Earlier this year I said I would scale back my twice-weekly postings in order to give me time for reflection. I was profoundly disturbed by the world around me. I used the word “depressed”, and though this sparked worries by friends about my mental health, this was, and remains, a good word to describe my feelings. I am being numbed into a sense of apathy. After that pause a surprise General Election was called. I was swept up in the excitement of it all, and indeed the British political landscape changed profoundly. But as the British situation regresses to stalemate, the excitement has gone. I don’t feel that my thinking is adequate for the situation the world is in. I need time to reflect, and, if need be, to change course. So I will scale back my postings again.
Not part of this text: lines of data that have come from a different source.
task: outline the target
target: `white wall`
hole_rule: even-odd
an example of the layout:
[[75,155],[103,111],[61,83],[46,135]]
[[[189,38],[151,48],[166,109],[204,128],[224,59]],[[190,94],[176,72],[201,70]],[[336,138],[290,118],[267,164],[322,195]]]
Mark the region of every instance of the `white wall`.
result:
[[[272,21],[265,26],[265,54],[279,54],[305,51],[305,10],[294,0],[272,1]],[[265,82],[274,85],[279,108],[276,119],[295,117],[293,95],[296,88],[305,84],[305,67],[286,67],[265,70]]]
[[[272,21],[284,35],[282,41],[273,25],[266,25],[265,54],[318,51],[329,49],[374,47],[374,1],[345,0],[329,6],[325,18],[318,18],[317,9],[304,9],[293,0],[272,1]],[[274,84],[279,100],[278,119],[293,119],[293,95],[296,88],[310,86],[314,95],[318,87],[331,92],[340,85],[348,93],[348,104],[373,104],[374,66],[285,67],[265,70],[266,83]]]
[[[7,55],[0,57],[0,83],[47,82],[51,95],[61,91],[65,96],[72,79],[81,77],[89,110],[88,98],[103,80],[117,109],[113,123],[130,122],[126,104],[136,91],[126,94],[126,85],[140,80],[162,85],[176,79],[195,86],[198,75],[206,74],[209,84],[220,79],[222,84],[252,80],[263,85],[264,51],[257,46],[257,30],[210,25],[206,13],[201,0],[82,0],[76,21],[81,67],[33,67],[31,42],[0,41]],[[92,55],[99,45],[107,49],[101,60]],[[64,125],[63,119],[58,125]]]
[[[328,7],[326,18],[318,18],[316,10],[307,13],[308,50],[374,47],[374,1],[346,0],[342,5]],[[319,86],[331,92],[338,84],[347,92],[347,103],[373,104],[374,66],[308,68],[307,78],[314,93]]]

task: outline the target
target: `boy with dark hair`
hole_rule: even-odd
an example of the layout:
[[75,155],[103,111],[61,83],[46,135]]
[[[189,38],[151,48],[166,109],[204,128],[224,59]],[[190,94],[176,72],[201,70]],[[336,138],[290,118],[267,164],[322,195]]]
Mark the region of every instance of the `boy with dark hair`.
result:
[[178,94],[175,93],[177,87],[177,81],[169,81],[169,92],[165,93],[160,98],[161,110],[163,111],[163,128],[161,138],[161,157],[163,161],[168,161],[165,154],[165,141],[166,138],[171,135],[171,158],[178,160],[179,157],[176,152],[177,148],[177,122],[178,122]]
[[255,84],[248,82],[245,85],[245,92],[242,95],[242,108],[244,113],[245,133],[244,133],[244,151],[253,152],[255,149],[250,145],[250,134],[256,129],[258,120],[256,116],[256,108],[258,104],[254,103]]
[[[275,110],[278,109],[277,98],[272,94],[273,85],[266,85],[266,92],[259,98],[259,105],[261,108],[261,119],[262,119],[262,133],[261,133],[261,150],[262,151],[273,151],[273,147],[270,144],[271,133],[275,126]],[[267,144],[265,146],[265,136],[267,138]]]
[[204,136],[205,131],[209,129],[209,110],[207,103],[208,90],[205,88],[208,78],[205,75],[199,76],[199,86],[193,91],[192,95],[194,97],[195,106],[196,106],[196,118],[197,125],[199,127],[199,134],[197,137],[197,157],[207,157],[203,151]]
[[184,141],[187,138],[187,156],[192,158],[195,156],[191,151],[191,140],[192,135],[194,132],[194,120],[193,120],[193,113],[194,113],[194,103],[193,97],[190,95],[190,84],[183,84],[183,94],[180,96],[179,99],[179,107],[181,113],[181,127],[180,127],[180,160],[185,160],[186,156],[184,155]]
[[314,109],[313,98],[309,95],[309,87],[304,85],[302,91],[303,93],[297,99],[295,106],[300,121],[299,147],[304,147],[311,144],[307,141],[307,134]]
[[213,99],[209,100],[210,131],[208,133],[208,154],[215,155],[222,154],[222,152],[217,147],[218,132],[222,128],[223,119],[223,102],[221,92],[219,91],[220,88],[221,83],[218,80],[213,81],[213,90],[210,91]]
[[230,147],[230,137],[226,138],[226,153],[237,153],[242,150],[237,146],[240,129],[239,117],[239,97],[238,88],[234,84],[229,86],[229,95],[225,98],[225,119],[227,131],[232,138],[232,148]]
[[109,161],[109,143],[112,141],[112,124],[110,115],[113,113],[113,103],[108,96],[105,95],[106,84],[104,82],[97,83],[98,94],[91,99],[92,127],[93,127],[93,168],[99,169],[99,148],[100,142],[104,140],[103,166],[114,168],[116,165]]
That process has already started, as I haven’t posted for about two weeks. Last week I went on a centenary battlefield tour of the Western Front, from the Somme valley near Albert, and north to Ypres and Arras. That was an experience enough to cause a pause for reflection in itself. It was an example of how political misjudgements can lead to devastating results for millions of individuals. It is hard for us to say what it was all for, even if we accept that many of the changes that the war ushered in were good. These changes were a profound understanding of the futility of war and the brotherhood of man, across class, nation and sex (alas it took another war before entrenched attitudes on race started to change). But, as the remarkable epitaph on the tombstone in my picture, taken in the Commonwealth cemetery at Tyne Cot near Ypres, says, this war did not end war. And indeed, what I find so depressing about now is that in so many ways the lessons humanity learned a century ago are being cast aside.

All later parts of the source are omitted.